As I alluded to in my previous post, questionable research practices can be used to maximize the chance of a result being “statistically significant” (where p < .05).
There are a couple of apps that demonstrate how researcher choices (sample size, collecting extra participants, looking at multiple outcomes, etc.) can lead to erroneous conclusions.
Felix Schöbrodt has a nice walk-through of the interactive p-hacker app, which lets you make choices about the initial study: number of participants in the group, whether there really is a difference between the two groups of interest, and number of outcomes (“DVs” or “dependent variables”). The app then generates data based on these specifications, as though you had run your study in a population with these characteristics. (Of course, in the real world, we can’t know for sure these population characteristics, but simulations allow us to understand how our choices, assumptions, and practices give us results that do or do not reflect the “true state of things”.)
Even when there is no real effect in the population (the app effect is set to zero), some of these choices can result in a high probability of obtaining a “statistically significant” result. For example, I ran five “studies,” each time selecting no effect in the real world (set to zero), with 20 participants in each group, and looking at 10 outcomes (DVs). In two of these studies, I obtained 2-3 “marginally” significant results (out of a possible 10 in each study) with p-values of .057 to .089. These would often be interpreted as meaningful in some way.
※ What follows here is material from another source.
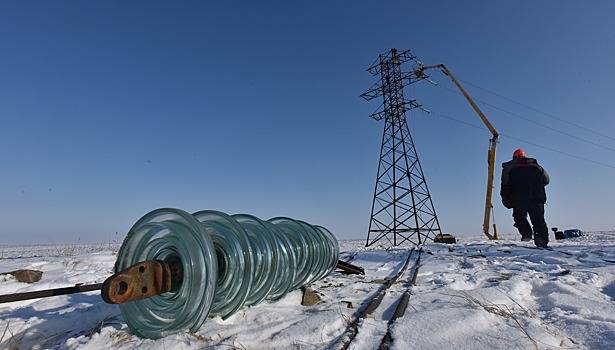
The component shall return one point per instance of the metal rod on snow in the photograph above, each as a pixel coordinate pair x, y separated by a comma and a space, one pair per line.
8, 298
In the two studies where there were these results, I then did some “p-hacking,” which allowed me to make some additional decisions that affected my interpretations. In Study 1, the removal of an outlier gave me one significant result (p=.025). There were no outliers in Study 2.
In Study 2, I added 5 new participants per group (10 total). Voila! I now had FOUR significant results (ps ranging from .016 to .043).
So, I conducted five “studies,” removed one outlier, and added 10 participants to one study and now I have five “statistically significant” results to talk about. But I want to remind you! THERE IS NO REAL EFFECT. Recall that we determined the “population” from which these data were drawn and there is no real effect. If this were real life instead of a simulation, we might publish the two studies with significant effects and this would become evidence that there really is a difference between the groups.
I want to end by pointing out that most of these issues are not because p-values or traditional statistics are inherently flawed. Rather, researchers make choices that capitalize on chance and then don’t appropriately report or correct for those choices. For example, we could have chosen to look only at two or three outcomes (DVs) in a single study and then used a correction such that we only paid attention to p-values closer to .01. When I ran a single “study” using these specifications, I didn’t have p-values anywhere close to the point where I would conclude there was a difference between groups.
Pre-registering studies (making public your decisions BEFORE you run the data), using corrections for the number of comparisons, and avoiding questionable research practices can help minimize false positives (that is, saying there is a difference when there isn’t one). As consumers of research it’s important to be aware of these issues and interpret differences more cautiously when authors don’t demonstrate that they are taking steps to avoid p-hacking-like practices.